Pareto Charts in Power BI
Given the popularity of Pareto charts, its surpisring that Power BI has no built-in visual create them. To implement a Pareto chart requires caluculating a cumulative measure which, in my opinion, isn't very intuitive using DAX. If you Google "Power BI Pareto" or something similar, you will likely come across a version of the DAX measure below. The idea behind this measure is to find the total sales for each product, then filter out any products with fewer sales than the product currently being evaluated. Once we have this filtered table, we can sum all the sales values to get the total sales made up by products with at least as many sales as the one being checked. This value is then divided by the total sales of all products to get the cumulative line value displayed in the chart.
The "total sales" measure referenced is simply the sum of the of the sales.
Sum Simple Products = SUM('Simple Table'[Total Sales])
The measure works well in many cases, but things can get messier when working with more realistic data scenarios. One limitation of this approach is that since it filters products based on their total sales, it runs into issues when multiple products have the same sales value. When multiple products share the same sales figure, the measure will treat them as a single entity, potentially distorting the cumulative line in the Pareto chart.
To illustrate this issue, see the example below. More data has been added and now we have several products which have the same number of total sales, with 266 sales across all products. When a Pareto line is calculated using the measure above, the line is flat across the products which have the same value. Since all products with 50 sales are kept when filtering products based on total sales, the sum of their sales (150) is used for each of them.
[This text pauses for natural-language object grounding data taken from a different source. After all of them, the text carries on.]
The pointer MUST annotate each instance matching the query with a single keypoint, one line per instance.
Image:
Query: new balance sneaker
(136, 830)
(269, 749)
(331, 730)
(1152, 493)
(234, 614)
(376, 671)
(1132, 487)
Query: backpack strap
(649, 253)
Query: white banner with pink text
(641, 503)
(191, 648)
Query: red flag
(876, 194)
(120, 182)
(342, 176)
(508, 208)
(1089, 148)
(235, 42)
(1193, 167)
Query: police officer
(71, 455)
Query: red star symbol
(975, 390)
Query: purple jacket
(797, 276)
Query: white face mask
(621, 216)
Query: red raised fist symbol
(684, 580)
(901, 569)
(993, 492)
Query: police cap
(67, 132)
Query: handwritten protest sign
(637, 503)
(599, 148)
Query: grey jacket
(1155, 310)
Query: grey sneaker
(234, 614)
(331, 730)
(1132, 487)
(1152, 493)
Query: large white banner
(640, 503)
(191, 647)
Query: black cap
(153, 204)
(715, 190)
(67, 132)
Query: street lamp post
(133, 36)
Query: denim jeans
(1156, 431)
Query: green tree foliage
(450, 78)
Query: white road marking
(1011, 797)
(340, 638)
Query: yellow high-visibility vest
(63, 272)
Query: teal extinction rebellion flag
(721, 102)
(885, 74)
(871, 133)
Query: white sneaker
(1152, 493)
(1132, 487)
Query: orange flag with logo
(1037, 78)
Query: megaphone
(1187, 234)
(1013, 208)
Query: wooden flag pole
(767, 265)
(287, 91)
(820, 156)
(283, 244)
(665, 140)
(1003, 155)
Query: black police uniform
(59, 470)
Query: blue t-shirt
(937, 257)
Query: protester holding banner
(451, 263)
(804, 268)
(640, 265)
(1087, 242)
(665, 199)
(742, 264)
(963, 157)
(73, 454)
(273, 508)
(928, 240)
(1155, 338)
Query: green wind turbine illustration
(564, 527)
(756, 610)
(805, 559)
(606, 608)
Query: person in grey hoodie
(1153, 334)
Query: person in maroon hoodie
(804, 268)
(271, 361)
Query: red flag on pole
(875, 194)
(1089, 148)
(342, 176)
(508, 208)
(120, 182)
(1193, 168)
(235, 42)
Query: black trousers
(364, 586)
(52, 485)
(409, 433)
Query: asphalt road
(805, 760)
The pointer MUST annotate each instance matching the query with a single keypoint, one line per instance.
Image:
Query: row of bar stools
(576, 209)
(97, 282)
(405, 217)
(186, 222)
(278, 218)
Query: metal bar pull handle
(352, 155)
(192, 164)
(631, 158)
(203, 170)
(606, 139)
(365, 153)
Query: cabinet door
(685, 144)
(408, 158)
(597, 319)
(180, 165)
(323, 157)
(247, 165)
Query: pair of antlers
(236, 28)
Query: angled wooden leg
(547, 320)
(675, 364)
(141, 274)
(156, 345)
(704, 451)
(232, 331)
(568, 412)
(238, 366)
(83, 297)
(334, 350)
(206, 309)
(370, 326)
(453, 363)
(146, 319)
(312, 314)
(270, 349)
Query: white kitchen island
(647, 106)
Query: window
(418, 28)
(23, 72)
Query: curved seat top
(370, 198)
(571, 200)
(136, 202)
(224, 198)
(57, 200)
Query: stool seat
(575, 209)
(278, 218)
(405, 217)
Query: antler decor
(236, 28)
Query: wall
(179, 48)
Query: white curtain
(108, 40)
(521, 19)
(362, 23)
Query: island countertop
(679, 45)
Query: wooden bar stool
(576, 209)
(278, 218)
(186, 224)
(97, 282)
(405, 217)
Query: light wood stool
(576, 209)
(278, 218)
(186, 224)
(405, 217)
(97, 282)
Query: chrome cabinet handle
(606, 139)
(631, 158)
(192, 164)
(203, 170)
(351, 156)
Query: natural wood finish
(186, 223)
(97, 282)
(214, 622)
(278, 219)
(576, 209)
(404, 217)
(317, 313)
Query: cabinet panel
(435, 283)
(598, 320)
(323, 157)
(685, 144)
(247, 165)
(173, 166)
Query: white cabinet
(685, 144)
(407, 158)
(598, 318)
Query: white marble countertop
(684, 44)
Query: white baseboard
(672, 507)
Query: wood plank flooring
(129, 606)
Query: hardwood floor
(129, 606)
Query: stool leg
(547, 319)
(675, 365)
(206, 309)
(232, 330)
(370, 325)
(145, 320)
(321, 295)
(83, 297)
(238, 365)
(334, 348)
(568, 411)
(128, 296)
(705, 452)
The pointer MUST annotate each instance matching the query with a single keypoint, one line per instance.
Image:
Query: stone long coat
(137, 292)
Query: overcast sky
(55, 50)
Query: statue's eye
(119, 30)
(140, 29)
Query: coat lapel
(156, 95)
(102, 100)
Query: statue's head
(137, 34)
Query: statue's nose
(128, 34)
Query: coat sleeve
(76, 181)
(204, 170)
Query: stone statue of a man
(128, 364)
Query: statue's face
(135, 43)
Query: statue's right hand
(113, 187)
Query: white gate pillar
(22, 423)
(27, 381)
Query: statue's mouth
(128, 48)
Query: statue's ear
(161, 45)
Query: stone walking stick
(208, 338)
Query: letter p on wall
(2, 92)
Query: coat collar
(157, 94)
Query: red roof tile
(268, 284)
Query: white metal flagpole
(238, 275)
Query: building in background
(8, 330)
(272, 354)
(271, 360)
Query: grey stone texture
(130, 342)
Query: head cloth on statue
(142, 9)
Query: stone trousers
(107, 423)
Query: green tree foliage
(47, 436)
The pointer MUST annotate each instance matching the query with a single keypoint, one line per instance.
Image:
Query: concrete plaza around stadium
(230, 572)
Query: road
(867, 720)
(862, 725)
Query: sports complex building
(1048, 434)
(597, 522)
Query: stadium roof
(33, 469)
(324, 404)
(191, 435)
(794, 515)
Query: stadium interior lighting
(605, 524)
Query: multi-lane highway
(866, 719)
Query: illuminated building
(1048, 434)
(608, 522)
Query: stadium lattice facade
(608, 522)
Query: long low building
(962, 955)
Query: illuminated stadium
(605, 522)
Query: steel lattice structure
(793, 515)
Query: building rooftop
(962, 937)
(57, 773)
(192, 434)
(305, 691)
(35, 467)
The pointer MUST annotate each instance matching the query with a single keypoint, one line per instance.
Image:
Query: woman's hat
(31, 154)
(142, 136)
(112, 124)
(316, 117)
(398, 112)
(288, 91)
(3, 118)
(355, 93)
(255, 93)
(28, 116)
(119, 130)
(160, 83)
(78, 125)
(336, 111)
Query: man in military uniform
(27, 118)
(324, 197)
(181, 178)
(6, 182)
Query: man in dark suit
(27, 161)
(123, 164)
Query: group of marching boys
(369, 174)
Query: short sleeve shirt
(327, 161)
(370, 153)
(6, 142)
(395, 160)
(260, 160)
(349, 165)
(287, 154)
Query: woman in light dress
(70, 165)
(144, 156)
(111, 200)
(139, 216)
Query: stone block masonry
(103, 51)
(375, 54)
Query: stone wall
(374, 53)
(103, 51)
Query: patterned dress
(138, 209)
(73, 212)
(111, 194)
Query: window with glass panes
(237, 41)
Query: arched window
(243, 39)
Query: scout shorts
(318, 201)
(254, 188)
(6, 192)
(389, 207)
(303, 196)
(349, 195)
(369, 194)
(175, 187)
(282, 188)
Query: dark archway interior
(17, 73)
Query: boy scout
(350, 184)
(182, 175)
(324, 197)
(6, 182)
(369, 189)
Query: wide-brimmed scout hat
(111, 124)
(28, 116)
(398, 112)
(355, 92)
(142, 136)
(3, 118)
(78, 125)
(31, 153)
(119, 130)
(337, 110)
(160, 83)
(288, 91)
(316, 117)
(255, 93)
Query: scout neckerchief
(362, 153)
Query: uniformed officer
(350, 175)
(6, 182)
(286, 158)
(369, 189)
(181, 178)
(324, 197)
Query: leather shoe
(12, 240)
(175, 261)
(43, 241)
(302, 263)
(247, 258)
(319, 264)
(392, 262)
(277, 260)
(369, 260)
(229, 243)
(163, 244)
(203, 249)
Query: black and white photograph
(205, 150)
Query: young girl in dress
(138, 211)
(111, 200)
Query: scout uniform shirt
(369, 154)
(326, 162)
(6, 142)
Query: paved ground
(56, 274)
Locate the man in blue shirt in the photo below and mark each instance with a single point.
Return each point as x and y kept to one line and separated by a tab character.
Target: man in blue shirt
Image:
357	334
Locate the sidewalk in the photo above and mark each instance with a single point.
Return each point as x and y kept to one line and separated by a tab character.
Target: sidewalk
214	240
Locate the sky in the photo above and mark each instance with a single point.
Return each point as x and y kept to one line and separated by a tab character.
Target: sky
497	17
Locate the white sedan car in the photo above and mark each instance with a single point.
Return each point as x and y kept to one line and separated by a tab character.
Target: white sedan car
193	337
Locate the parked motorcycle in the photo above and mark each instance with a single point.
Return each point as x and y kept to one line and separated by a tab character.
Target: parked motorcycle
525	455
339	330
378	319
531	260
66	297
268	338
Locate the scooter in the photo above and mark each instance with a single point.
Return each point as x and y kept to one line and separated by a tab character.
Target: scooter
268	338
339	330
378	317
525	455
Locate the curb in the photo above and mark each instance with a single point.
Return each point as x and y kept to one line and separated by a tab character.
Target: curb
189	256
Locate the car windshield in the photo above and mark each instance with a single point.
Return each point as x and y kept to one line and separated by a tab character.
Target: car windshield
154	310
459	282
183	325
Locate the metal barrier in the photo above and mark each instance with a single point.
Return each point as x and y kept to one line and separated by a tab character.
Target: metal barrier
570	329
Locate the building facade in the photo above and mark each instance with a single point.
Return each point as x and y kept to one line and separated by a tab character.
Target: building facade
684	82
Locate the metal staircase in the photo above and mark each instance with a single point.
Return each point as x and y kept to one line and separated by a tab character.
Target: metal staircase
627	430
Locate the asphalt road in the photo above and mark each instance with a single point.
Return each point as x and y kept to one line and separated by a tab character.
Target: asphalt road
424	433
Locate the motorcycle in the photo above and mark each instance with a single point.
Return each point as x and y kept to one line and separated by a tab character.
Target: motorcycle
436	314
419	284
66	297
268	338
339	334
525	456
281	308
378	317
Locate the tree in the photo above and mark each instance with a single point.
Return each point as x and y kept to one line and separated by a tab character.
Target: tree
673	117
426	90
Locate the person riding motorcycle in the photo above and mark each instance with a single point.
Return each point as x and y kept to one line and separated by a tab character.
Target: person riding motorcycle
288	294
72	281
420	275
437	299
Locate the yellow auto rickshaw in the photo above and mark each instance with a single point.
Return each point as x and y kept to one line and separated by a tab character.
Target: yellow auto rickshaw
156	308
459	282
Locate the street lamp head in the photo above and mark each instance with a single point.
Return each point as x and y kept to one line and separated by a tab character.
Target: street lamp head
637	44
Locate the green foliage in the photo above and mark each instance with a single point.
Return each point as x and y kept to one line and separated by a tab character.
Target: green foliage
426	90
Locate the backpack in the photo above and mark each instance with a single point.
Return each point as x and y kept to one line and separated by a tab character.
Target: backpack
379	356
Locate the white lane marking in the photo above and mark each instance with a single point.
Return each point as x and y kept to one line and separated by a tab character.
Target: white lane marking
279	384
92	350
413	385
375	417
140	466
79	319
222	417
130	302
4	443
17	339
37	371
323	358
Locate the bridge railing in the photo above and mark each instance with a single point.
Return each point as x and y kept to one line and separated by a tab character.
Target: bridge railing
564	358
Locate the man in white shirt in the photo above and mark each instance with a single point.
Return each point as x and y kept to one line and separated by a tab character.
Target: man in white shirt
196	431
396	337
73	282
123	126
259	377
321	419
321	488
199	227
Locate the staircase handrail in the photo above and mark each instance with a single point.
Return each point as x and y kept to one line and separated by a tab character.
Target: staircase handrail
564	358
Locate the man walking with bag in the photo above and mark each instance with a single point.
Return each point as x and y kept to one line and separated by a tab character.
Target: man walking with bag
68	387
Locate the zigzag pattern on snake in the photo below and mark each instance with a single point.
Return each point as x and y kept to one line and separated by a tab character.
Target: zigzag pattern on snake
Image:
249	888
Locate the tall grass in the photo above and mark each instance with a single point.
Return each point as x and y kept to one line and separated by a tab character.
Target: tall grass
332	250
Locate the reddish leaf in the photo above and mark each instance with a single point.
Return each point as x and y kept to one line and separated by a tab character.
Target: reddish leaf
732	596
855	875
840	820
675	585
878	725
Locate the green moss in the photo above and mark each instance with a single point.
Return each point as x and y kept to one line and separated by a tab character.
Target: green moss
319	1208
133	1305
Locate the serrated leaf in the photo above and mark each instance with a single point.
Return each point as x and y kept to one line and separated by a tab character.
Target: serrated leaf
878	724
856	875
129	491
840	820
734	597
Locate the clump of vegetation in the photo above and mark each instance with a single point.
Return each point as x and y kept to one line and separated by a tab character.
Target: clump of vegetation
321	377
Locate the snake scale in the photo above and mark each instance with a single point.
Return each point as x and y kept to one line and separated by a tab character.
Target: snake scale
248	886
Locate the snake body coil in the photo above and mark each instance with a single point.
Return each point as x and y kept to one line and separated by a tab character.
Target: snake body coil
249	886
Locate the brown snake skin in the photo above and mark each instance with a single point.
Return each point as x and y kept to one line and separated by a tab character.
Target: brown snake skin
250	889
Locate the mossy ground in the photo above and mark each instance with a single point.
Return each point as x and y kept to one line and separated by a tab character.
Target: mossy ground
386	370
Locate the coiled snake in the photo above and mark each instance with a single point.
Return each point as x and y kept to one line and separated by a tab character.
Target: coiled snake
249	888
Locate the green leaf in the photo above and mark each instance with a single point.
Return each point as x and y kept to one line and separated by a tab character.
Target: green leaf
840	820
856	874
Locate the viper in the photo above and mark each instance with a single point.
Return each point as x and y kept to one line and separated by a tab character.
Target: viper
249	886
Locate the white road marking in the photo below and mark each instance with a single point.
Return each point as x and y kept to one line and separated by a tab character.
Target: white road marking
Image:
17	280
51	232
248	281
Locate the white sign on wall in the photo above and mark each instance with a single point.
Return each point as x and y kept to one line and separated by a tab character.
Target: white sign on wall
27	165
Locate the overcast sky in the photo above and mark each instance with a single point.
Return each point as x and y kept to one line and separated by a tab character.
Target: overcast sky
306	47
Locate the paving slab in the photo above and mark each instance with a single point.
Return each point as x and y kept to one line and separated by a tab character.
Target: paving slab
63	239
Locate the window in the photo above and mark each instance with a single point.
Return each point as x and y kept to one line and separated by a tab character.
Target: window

This leads to a value of 56.39% (150/266) for each product, rather than the cumulative 18.80% (50/266) at each step that is expected. We see the same issue again for the two products with 30 sales each.
A solution I've come up with this is to use another column in the dataset as a "tiebreaker". This value will allow us to rewrite the DAX expresion so that each product is treated individually, even if it has the same number of sales as another item. In this case, we only have one other column to use (product name), so the choice is easy.
To start, I add a calculated column to my table called "Product Rank". This column simply ranks each product name from 1 to 10 in descending alphabetical order.
Then the DAX expression for calucating the Pareto line values can be modified to use this new value as part of the filtering. I this example I divide the ranking by 1000, then add this value to the total sales. Since each product has a different rank, they will all have a different value in this tie breaker column. The rank is divided by 1000 so that the number added to the total sales is small enough that it does not have an impact on the "coarse" rankings, only the rankings of products with the same number of total sales.
Implementing this new measure yields the visual below. All products now give their expected values. Items with the same number of total sales correctly show different values on the cumulative line.